O Tanoeiro da Ribeira

quarta-feira, janeiro 29, 2020

POR ENTRE RIOS E ABADIAS...

 
Por razões familiares, passei o Dia de Natal em Amares, terra bem antiga - entre o Homem e o Cávado - que se honra de ser berço de Gualdim Pais, Grão-Mestre dos Templários que construiu os castelos defensivos da linha do Tejo, como o de Almourol; e túmulo do insigne poeta quinhentista Sá de Miranda, introdutor do soneto em Portugal, que aí viveu e jaz na igreja de Carrazedo. Na freguesia de Fiscal, nasceu o bem conhecido cantautor António Variações, notável pela sua criatividade e originalidade.

É terra de grandes monumentos como a «Ponte do Porto», construída no século XIV sobre o rio Cávado, com onze arcos e cento e cinquenta metros de comprimento. Além do santuário da Senhora da Abadia, é terra de grandes mosteiros como o de Santa Maria do Bouro, cisterciense desde 1195, que, em 1997, foi reconvertido em pousada, segundo risco do arquiteto Souto Moura; e o de Rendufe, beneditino (1151) que, à distância, impressiona pela volumetria mas, quando próximos, causa pena pelo seu estado de abandono. Lembra um velho fidalgo caído em desgraça. O desalento atenua-se com a sonoridade da água que jorra do «sol» no centro do fontenário, decorado com as insígnias beneditinas, e com a imponência da fachada simétrica da igreja, de duas torres sineiras. No interior do templo, construído no século XVIII, encanta-nos a beleza barroca da capela-mor que, em dia de sol, refulge na talha dourada do retábulo. . Foi nesta igreja que participei na «Missa de Natal». E em boa hora…

 As primeiras palavras do celebrante surpreenderam-me pela proximidade: - “Agradeço a todos vós que quisestes estar comigo na celebração desta Missa de Natal. Muito obrigado”. Senti-me em casa. Na homilia, que levava escrita mas não se limitou a ler, disse que, junto do presépio, devermos assumir duas atitudes. A primeira é pensar nas nossas marginalidades porque todos temos «buracos negros», margens, que precisamos de iluminar com a luz do Menino; a segunda é lembrar e engrandecer os momentos em que mais sentimos a presença de Deus, imitando os pastores que «contaram o que se lhes havia dito a respeito deste Menino» (Lc 2,17).
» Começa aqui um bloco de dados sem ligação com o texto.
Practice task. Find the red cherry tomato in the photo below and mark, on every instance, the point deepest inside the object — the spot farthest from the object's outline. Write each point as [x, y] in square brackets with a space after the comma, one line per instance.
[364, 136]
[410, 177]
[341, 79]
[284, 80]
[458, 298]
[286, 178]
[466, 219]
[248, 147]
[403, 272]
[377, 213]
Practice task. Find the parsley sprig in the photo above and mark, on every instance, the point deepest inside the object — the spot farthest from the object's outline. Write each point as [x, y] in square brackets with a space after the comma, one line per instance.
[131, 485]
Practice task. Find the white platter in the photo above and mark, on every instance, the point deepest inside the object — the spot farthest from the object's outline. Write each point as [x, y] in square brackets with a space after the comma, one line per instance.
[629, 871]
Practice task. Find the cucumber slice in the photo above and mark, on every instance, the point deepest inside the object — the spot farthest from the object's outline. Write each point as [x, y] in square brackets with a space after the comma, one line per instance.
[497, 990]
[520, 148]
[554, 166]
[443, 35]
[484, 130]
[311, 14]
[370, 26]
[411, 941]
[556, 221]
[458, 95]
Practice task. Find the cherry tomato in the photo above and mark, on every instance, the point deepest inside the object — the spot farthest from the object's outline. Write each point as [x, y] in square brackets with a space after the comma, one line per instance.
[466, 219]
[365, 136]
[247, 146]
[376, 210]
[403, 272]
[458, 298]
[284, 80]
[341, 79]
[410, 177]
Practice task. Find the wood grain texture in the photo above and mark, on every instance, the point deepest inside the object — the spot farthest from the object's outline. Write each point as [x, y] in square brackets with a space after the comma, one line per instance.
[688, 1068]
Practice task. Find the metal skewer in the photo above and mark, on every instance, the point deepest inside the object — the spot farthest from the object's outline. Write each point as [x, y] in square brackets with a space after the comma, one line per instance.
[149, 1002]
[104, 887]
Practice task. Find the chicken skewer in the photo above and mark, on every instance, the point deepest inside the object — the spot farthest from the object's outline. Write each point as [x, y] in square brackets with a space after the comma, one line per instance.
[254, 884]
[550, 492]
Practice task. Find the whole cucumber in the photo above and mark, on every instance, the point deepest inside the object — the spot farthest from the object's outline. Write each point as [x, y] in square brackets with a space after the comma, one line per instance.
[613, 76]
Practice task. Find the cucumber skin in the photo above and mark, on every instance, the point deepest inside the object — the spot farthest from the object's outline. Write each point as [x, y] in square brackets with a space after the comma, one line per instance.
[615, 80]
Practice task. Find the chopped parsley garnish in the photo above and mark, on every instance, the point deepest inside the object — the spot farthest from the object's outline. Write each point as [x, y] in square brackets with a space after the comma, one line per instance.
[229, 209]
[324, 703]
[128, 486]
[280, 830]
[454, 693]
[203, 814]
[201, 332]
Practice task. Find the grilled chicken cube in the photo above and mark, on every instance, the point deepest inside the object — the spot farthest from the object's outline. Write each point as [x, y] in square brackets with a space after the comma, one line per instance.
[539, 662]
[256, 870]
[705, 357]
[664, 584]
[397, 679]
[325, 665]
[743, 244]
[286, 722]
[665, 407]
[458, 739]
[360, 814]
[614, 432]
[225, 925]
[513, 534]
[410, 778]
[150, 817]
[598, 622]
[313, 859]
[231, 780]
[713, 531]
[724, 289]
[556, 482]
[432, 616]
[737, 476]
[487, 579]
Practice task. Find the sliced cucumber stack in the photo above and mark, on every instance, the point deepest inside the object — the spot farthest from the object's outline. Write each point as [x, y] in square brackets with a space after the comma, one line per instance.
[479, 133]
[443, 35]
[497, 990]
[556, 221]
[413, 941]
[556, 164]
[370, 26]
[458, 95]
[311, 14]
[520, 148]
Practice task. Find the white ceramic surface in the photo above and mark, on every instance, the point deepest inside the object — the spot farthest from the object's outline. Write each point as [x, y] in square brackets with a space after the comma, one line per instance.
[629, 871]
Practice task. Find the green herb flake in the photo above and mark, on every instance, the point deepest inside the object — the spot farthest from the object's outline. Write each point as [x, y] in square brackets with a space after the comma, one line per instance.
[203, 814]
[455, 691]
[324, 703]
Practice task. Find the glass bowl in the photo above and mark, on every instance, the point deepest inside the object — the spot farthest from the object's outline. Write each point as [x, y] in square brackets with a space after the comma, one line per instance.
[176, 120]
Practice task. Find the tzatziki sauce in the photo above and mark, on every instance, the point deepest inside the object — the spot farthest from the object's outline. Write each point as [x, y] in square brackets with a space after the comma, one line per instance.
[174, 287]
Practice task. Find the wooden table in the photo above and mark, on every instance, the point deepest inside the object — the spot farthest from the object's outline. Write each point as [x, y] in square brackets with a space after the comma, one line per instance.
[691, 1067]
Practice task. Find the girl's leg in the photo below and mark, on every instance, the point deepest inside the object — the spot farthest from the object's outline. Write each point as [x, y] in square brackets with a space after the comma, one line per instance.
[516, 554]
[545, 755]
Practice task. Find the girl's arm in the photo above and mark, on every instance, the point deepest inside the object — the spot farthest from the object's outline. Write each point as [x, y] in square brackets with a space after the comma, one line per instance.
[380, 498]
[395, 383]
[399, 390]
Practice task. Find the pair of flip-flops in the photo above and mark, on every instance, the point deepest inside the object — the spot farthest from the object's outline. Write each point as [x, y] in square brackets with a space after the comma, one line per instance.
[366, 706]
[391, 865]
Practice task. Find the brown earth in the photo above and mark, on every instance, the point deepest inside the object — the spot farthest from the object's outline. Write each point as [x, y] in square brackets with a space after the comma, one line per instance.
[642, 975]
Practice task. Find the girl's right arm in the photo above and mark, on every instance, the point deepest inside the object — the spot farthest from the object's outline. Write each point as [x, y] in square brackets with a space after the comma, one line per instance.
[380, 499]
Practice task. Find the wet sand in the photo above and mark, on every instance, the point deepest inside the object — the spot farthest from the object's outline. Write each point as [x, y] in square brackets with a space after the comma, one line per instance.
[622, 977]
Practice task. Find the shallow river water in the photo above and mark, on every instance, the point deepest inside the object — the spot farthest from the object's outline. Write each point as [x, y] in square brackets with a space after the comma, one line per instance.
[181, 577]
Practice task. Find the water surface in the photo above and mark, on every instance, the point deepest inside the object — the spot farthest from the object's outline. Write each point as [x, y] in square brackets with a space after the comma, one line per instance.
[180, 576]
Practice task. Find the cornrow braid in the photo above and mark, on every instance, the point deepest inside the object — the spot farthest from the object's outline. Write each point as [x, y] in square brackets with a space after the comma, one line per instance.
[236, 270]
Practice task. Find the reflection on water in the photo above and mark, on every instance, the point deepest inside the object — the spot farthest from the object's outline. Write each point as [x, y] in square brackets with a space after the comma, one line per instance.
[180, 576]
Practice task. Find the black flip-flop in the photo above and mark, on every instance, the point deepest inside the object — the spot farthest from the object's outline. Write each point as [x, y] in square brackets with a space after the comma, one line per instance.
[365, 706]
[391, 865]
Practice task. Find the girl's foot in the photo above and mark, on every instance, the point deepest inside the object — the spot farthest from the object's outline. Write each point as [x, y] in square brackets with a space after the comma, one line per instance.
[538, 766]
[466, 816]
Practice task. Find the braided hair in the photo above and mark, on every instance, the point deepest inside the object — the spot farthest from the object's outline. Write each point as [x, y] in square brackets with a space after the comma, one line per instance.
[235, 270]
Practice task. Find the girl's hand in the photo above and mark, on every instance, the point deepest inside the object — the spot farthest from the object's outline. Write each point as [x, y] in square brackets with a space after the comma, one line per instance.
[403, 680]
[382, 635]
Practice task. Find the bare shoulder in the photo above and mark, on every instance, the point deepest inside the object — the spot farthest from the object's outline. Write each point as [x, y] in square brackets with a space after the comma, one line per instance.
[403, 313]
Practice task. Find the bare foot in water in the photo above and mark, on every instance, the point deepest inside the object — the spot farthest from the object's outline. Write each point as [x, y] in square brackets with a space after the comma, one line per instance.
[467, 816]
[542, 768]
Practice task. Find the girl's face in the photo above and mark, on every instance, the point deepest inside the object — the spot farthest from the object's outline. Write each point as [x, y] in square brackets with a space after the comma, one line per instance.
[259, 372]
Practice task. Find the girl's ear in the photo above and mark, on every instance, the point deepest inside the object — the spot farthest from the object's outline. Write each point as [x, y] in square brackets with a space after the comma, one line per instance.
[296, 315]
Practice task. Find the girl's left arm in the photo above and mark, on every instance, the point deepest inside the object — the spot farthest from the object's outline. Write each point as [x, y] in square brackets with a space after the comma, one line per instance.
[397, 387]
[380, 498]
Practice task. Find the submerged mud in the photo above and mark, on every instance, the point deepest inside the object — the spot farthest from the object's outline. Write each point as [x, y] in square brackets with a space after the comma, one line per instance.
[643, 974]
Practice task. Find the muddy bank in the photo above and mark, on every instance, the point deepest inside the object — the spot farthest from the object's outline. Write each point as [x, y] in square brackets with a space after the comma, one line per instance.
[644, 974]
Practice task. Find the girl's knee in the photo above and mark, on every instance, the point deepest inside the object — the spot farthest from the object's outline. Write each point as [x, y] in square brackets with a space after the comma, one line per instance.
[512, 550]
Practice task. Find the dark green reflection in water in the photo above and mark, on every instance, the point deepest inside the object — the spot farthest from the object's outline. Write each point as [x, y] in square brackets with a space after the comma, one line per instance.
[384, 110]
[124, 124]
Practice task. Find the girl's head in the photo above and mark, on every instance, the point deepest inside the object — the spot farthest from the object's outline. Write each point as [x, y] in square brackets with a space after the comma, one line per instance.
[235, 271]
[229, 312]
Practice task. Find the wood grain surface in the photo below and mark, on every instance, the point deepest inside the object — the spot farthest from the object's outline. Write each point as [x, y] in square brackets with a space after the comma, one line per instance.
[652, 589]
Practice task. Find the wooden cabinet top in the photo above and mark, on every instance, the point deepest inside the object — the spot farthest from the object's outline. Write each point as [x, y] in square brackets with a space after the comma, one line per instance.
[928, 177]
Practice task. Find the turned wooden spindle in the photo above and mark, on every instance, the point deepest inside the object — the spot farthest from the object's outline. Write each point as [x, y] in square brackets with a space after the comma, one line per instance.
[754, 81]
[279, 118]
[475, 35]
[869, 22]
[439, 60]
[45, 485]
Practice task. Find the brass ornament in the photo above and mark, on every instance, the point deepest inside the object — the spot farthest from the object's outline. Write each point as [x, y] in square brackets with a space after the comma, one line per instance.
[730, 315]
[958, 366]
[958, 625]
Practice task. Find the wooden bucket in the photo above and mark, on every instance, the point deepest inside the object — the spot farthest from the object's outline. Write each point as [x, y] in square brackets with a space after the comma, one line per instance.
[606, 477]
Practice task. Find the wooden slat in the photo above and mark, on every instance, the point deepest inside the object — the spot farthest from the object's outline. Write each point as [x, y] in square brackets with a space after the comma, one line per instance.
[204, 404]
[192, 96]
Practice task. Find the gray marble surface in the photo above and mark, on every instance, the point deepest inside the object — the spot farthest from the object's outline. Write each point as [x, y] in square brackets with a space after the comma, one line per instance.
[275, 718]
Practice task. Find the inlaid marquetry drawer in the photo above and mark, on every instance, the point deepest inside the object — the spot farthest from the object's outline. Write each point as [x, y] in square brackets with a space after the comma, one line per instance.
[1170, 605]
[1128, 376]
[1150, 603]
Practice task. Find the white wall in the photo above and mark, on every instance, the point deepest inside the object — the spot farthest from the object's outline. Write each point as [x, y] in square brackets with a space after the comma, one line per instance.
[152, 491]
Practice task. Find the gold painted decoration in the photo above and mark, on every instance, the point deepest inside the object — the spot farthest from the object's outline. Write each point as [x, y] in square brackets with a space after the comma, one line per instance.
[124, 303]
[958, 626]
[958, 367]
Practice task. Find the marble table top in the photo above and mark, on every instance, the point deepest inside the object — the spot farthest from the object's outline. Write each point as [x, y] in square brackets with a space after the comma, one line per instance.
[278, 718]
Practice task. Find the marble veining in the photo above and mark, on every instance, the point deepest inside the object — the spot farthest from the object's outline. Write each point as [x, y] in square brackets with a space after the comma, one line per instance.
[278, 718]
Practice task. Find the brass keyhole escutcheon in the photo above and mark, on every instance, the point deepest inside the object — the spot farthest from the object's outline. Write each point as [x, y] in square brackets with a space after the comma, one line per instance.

Cantou, e bem, as partes nucleares da «Oração Eucarística». Também a Assembleia acompanhou o Coro que solenizou a celebração. Foi uma festa.

No final, pediu: -“Logo quando telefonardes aos familiares que estão no estrangeiro, dizei-lhes que o vosso pároco rezou por eles: - “Ave Maria, cheia de graça…”. E despediu-se com sorriso no rosto e ternura nas palavras: - “Termino como comecei: Agradeço-vos por terdes vindo celebrar comigo o Natal. Obrigado”.

À porta, duas meninas, com cestos floridos, ofereciam uma estrela com uma fita que transcrevia uma perícope do Prólogo de S. João, proclamado ao Evangelho. A minha dizia: “Tudo se fez por meio d’Ele e sem Ele nada foi feito” (Jo1,1-18).
Como é bom celebrar assim o Natal… (29/1/2020)

 

 

quarta-feira, janeiro 22, 2020

O DIVINO NAS FRAGILIDADES DO HUMANO


Há dias, numa janela da cidade de Cáceres, em Espanha, vi um estandarte do Menino Jesus que dizia “Dios Há Nacido”.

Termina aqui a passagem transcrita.